Figure 5. A DNA oligonucleotide containing two cfosM67-promoter elements can displace importin α5 from pSTAT1.

Figure 5

Electrophoretic mobility shift assay on native agarose gel. Free importin α5 (24 μg), pSTAT1 (25 μg) and the pSTAT1:α5 complex (60 μg) are in lanes 1, 2 and 3, respectively. Addition of 0.5-, 1.0-, 2.0-fold molar excess (over importin α5) of a 38-mer dsDNA oligonucleotide containing two cfosM67-promoter elements to 60 μg of pSTAT1:α5 displaces importin α5 from pSTAT1 and yields a new pSTAT1:DNA complex (in lanes 4, 5, 6, respectively).
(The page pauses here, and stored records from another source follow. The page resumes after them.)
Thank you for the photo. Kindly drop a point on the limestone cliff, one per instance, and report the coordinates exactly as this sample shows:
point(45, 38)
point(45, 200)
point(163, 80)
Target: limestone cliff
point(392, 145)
A control of the pSTAT1:DNA complex formed by adding an excess of DNA to 25 μg pSTAT1 is in lane 7. (B) Importin α5 titration on native agarose gel. 4, 8, 12, 16, 20, and 24 μg of importin α5 were loaded in lanes 1-6, respectively. (C) Standard curve calculated for the intensity of importin α5 bands in panel B. The band intensity was quantified densitometrically. A line of best fit was calculated using the ordinary least squares method in KaleidaGraph ®. The error bars represent the standard deviation of three independent quantifications.